Abstract Away the Performance Faults of querySelectorAll
With the introduction of the Selectors API in HTML5, developers finally got a native means to selecting specific nodes without the need to traverse the DOM in tedious loops. The two new methods, querySelector
and querySelectorAll
, facilitate this functionality by querying the DOM via CSS selector strings. However, these new methods lack the performance of their closely related functions: getElementById
, getElementsByTagName
, and getElementsByClassName
. This paired with the fact that effective CSS design should translate into an abundance of simple selectors that could be leveraged by one of these functions, and the unnecessary performance loss becomes much more apparent. For this article, I will be discussing the performance considerations for querying the DOM and interacting with the results, and offer a simple abstraction for an all-encompassing solution.
Performance Considerations
To understand why querySelectorAll
is slower than getElementsByTagName
and getElementsByClassName
, we have to dig into the internal mechanics that govern these functions. Consequently, the functions are actually handled very differently, returning different types of node lists. Both getElementsByTagName
and getElementsByClassName
return a DynamicNodeList
, meaning it is live and changes to the DOM will be automatically reflected in the collection. Conversely, querySelectorAll
returns a StaticNodeList
that serves as a snapshot of the DOM unaffected by changes. Static node lists must collect the matched elements up-front while live node lists do not. It is these pre-computations that directly attribute to the degradation in performance of querySelectorAll
.
It is not until a live node list is accessed, is the collection actually populated, such as using the length property. In fact, this is the reason why iterating over both live and static node lists will yield the opposite performance results. Live node lists actually prove slower than static node lists because the DOM must be checked for changes for every element retrieved from the node list via the item
method or bracket notation. However, iterations of live node lists will perform better if first converted to an array.
Even querySelector
in comparison to getElementById
results in a considerable drop-off in performance.
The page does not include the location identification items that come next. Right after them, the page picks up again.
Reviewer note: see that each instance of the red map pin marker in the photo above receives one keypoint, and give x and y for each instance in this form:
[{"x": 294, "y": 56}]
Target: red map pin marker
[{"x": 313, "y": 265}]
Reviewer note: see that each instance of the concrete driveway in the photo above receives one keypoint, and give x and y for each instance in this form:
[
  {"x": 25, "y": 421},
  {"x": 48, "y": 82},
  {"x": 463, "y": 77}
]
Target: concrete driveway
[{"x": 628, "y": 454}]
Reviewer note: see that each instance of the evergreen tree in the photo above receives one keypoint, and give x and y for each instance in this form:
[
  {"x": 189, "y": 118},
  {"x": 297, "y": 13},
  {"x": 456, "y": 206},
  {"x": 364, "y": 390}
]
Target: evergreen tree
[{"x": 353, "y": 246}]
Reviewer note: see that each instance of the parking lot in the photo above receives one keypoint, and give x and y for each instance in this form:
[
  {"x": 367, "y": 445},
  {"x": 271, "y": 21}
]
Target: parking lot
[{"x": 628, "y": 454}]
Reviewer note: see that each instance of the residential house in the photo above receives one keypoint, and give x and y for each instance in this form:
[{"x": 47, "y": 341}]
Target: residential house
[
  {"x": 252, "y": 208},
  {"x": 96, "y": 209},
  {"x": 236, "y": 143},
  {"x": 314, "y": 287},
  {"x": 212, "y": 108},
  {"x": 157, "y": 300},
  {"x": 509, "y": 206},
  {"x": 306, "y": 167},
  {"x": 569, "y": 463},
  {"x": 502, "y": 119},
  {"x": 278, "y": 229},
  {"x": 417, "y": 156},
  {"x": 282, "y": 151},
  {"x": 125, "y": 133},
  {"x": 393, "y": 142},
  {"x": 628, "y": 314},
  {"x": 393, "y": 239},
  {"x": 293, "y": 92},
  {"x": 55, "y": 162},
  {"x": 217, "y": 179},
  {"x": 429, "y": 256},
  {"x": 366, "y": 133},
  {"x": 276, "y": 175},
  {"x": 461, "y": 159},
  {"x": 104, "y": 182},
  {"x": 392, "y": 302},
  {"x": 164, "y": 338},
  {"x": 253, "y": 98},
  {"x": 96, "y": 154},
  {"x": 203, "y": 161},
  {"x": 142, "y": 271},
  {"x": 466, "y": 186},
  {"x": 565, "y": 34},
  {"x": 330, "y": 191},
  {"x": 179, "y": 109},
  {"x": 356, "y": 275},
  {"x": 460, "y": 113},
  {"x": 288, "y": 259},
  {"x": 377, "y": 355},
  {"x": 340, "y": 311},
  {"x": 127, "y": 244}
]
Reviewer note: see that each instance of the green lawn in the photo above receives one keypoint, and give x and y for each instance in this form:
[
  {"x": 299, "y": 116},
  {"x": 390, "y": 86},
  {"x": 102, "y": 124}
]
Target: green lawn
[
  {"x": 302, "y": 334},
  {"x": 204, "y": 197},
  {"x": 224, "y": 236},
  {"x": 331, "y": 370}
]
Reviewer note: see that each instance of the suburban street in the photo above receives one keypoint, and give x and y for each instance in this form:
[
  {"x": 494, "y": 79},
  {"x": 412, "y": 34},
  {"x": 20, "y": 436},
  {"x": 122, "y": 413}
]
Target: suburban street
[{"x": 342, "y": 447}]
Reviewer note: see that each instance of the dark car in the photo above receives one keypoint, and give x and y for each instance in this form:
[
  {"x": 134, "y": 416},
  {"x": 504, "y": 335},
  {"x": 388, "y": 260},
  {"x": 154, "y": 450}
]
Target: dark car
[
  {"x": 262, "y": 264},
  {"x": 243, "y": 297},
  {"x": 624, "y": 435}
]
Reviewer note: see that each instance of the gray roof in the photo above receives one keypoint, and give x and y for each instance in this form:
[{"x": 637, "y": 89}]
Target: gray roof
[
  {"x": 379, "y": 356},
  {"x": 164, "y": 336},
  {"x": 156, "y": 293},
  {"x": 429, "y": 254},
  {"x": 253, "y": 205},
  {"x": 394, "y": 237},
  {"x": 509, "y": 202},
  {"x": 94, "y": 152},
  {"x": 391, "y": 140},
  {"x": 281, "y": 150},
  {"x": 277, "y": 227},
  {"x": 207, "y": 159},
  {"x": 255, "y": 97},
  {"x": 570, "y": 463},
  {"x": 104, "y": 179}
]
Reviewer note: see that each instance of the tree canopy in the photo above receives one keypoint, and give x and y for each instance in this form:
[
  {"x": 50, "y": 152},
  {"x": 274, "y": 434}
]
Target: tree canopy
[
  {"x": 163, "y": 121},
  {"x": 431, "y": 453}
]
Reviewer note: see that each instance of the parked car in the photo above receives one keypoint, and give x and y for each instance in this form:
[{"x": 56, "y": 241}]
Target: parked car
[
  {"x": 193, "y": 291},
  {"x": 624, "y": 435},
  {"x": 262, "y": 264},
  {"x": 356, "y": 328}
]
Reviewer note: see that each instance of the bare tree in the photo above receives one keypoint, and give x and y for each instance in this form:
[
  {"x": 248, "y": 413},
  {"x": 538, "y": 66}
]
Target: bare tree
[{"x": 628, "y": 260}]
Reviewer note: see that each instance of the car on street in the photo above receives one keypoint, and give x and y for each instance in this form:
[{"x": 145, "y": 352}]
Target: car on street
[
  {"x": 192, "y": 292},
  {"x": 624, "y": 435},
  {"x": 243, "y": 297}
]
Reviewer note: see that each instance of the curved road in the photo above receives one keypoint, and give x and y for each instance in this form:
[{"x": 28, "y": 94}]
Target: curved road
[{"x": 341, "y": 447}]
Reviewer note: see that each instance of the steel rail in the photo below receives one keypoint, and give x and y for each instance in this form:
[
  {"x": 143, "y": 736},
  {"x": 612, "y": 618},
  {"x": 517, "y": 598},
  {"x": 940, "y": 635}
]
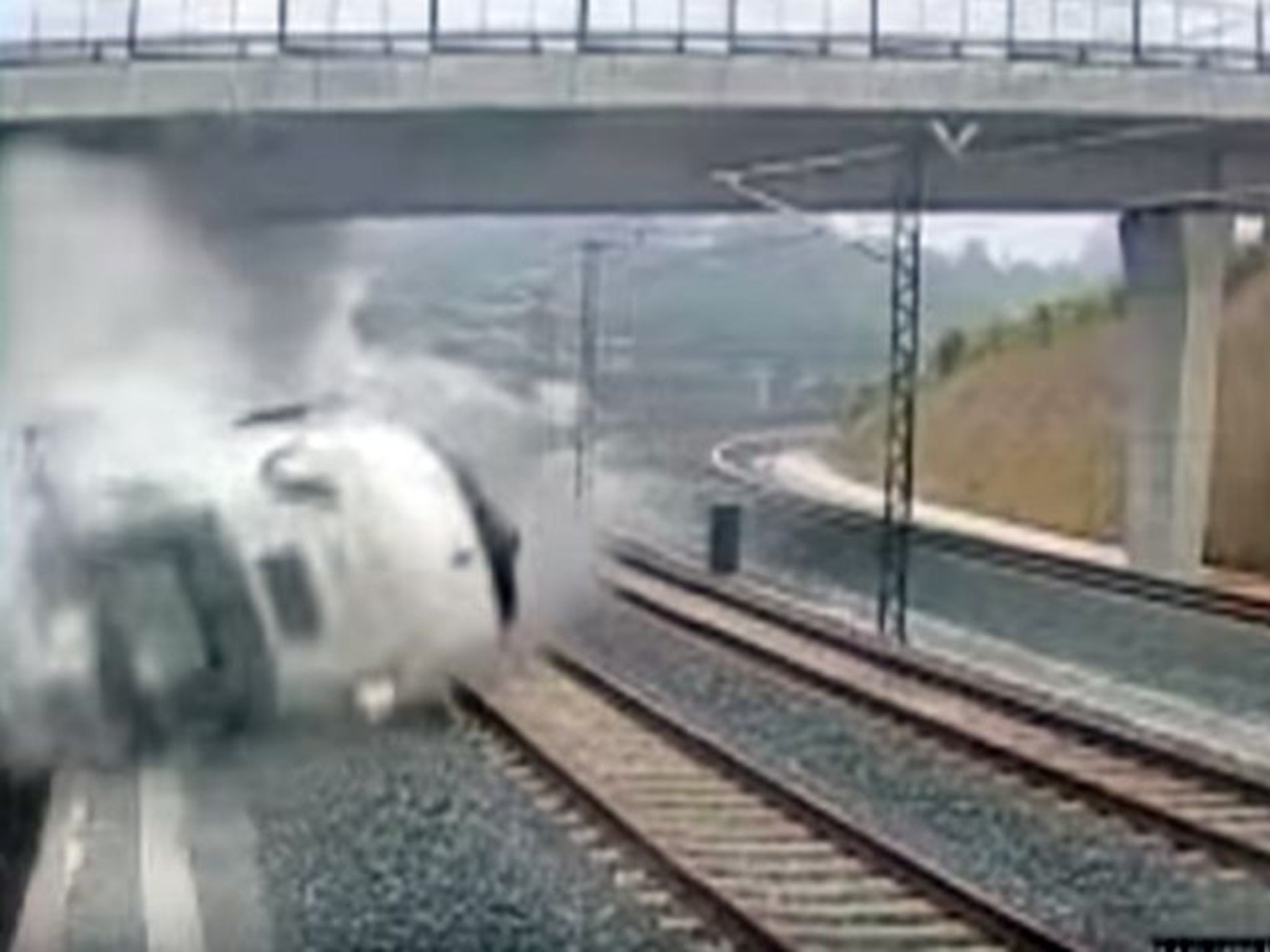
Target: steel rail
[
  {"x": 869, "y": 853},
  {"x": 1192, "y": 795}
]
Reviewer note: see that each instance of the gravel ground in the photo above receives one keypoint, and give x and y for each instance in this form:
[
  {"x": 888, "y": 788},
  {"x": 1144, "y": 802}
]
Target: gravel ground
[
  {"x": 1215, "y": 662},
  {"x": 408, "y": 838},
  {"x": 1086, "y": 879}
]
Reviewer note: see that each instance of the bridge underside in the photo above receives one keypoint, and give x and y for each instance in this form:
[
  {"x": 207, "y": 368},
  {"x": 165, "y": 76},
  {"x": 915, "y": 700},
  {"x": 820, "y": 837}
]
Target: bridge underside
[
  {"x": 530, "y": 135},
  {"x": 638, "y": 162}
]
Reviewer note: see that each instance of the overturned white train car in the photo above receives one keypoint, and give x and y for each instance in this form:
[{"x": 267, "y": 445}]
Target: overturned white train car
[{"x": 340, "y": 564}]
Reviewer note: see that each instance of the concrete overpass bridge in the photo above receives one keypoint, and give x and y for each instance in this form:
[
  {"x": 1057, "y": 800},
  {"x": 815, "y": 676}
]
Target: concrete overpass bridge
[{"x": 1155, "y": 110}]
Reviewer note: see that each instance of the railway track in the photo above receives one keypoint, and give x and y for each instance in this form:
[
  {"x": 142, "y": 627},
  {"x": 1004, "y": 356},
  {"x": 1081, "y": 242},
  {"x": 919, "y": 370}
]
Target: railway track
[
  {"x": 1213, "y": 809},
  {"x": 766, "y": 866},
  {"x": 734, "y": 461}
]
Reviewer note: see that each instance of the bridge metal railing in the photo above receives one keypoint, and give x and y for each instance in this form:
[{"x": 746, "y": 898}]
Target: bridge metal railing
[{"x": 1227, "y": 35}]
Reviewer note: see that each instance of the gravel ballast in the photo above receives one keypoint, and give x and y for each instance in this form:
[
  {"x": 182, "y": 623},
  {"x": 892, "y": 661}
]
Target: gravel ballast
[
  {"x": 1085, "y": 876},
  {"x": 409, "y": 838},
  {"x": 1217, "y": 662}
]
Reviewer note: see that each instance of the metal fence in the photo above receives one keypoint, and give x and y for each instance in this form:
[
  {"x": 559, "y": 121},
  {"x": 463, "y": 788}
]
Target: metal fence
[{"x": 1204, "y": 35}]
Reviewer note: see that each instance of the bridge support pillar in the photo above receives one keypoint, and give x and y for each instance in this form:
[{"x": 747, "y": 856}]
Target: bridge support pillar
[{"x": 1175, "y": 266}]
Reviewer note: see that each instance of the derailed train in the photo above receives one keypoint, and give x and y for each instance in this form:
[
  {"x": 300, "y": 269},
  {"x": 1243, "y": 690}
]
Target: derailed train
[{"x": 342, "y": 564}]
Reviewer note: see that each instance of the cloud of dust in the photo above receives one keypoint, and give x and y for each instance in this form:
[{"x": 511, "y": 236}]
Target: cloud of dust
[{"x": 139, "y": 329}]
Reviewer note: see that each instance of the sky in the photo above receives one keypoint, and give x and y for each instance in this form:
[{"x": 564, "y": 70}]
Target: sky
[
  {"x": 1044, "y": 239},
  {"x": 1163, "y": 22},
  {"x": 1038, "y": 238}
]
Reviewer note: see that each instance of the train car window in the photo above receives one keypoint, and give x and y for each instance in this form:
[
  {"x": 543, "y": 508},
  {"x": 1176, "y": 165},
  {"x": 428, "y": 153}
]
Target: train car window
[{"x": 286, "y": 576}]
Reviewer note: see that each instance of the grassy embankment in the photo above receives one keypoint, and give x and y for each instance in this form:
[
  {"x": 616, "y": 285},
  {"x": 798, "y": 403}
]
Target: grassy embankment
[{"x": 1023, "y": 420}]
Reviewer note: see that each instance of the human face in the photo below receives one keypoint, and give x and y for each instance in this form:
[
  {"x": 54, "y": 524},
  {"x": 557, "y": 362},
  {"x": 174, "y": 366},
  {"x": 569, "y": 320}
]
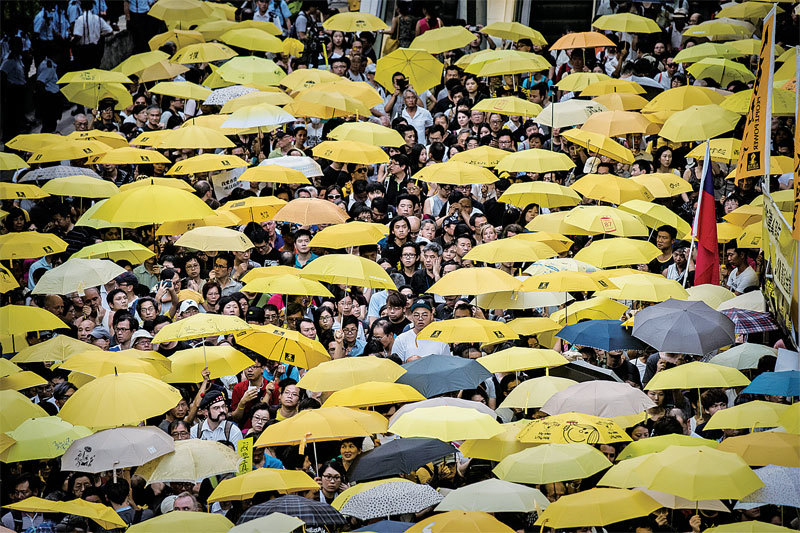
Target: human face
[{"x": 230, "y": 309}]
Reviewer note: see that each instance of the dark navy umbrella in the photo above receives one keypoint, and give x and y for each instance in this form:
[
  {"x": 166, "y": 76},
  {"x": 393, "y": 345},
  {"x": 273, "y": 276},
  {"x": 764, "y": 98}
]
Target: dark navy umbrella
[
  {"x": 437, "y": 374},
  {"x": 400, "y": 456},
  {"x": 605, "y": 335}
]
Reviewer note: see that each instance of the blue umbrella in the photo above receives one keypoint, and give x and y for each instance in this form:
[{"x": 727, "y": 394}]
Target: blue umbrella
[
  {"x": 605, "y": 335},
  {"x": 437, "y": 374},
  {"x": 785, "y": 383}
]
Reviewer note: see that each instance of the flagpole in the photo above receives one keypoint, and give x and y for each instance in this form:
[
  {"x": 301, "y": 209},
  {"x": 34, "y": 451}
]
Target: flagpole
[{"x": 706, "y": 163}]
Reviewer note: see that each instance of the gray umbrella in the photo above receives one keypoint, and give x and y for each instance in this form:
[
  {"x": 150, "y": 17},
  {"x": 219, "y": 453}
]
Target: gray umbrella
[
  {"x": 680, "y": 326},
  {"x": 59, "y": 171}
]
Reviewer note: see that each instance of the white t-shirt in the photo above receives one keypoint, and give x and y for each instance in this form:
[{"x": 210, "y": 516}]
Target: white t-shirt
[{"x": 407, "y": 345}]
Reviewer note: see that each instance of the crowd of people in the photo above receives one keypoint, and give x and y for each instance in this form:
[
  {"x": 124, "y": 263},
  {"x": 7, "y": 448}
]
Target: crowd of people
[{"x": 430, "y": 229}]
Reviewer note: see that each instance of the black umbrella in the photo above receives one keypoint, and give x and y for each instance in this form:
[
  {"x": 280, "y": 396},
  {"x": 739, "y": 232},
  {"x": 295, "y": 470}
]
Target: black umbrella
[
  {"x": 437, "y": 374},
  {"x": 400, "y": 456},
  {"x": 313, "y": 513}
]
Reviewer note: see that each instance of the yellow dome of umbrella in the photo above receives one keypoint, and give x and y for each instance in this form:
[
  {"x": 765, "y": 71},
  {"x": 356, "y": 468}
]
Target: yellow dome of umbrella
[
  {"x": 348, "y": 372},
  {"x": 273, "y": 174},
  {"x": 118, "y": 400},
  {"x": 535, "y": 160},
  {"x": 252, "y": 39},
  {"x": 284, "y": 346},
  {"x": 599, "y": 144},
  {"x": 351, "y": 234},
  {"x": 188, "y": 365},
  {"x": 613, "y": 86},
  {"x": 446, "y": 423},
  {"x": 619, "y": 251},
  {"x": 513, "y": 31},
  {"x": 247, "y": 485},
  {"x": 80, "y": 187},
  {"x": 350, "y": 152},
  {"x": 479, "y": 280},
  {"x": 422, "y": 69},
  {"x": 439, "y": 40},
  {"x": 573, "y": 427},
  {"x": 372, "y": 393},
  {"x": 597, "y": 308},
  {"x": 578, "y": 81},
  {"x": 455, "y": 173},
  {"x": 467, "y": 329},
  {"x": 328, "y": 423},
  {"x": 30, "y": 245},
  {"x": 533, "y": 393},
  {"x": 251, "y": 70},
  {"x": 620, "y": 101},
  {"x": 310, "y": 211},
  {"x": 152, "y": 204},
  {"x": 597, "y": 507},
  {"x": 206, "y": 163},
  {"x": 13, "y": 191},
  {"x": 550, "y": 463},
  {"x": 603, "y": 220}
]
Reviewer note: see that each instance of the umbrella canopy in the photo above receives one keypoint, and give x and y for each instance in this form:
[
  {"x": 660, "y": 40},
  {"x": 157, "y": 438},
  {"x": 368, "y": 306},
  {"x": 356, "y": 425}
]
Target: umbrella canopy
[
  {"x": 192, "y": 461},
  {"x": 683, "y": 327},
  {"x": 549, "y": 463},
  {"x": 390, "y": 499},
  {"x": 437, "y": 374},
  {"x": 599, "y": 398},
  {"x": 494, "y": 496},
  {"x": 399, "y": 456},
  {"x": 312, "y": 513},
  {"x": 122, "y": 447}
]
What’s interesting is that the querySelector
function does in fact map to getElementById
internally if the selector string is a singular ID selector. So why the loss in performance? It turns out that even after getElementById
is called, querySelector
continues to validate the returned element to ensure that it is in fact present in the DOM, a child element of the root element, and has the ID attribute. It would seem these additional hurdles are responsible for the performance hit.
The Solution
The solution relies on leveraging the benefits of each function for each use case. This means improving performance for both DOM queries and iterations with the returned node list.
function query(selector, context) { context = context || document; // Redirect simple selectors to the more performant function if (/^(#?[\w-]+|\.[\w-.]+)$/.test(selector)) { switch (selector.charAt(0)) { case '#': // Handle ID-based selectors return [context.getElementById(selector.substr(1))]; case '.': // Handle class-based selectors // Query by multiple classes by converting the selector // string into single spaced class names var classes = selector.substr(1).replace(/\./g, ' '); return [].slice.call(context.getElementsByClassName(classes)); default: // Handle tag-based selectors return [].slice.call(context.getElementsByTagName(selector)); } } // Default to `querySelectorAll` return [].slice.call(context.querySelectorAll(selector)); }
It works by first detecting a simple selector (anything that is solely an ID, class, or tag selector), then routing the selector string to the more performant function. Anything else is handled by querySelectorAll
. The context of the query can be limited by providing a DOM element as an optional second argument. All of the following invocations would be interpreted as a simple selector and thus redirected to the faster method:
query('#foo'); query('.foo'); query('.foo.bar'); query('div');
The results are then converted into an array before returned. This not only makes the result easier to work with by making available all the methods of the Array
prototype, but also makes it static for faster iterations.
Initial benchmarks indicate a sufficient improvement for DOM queries that are purely an ID, class, or tag selector. In comparison to live node lists, the same performance gains are evident for iterations.
Conclusion
Considering the usefulness of querySelectorAll
, performance should be a concern, as any critical or frequently utilized code should be. However, despite its practicality, performance isn’t the only concern. I tend to agree with John Resig, of jQuery fame, who points out some flaws in the Selectors API specification when it was first created. Most notably is the element-rooted queries that match elements relative to the document and than filters them out based on whether or not the contextual element is an ancestor. This is completely absurd in my opinion as it directly impacts the reliability of querySelectorAll
for complicated DOM trees and/or selector strings. This is another reason to rely primarily on simple selectors (ideally classes) to target the elements you intend to. Because of this, a simple abstraction such as the one above could prove highly beneficial to performance while also offering a more intuitive API for querying the DOM. For convenience, you can find the code on GitHub.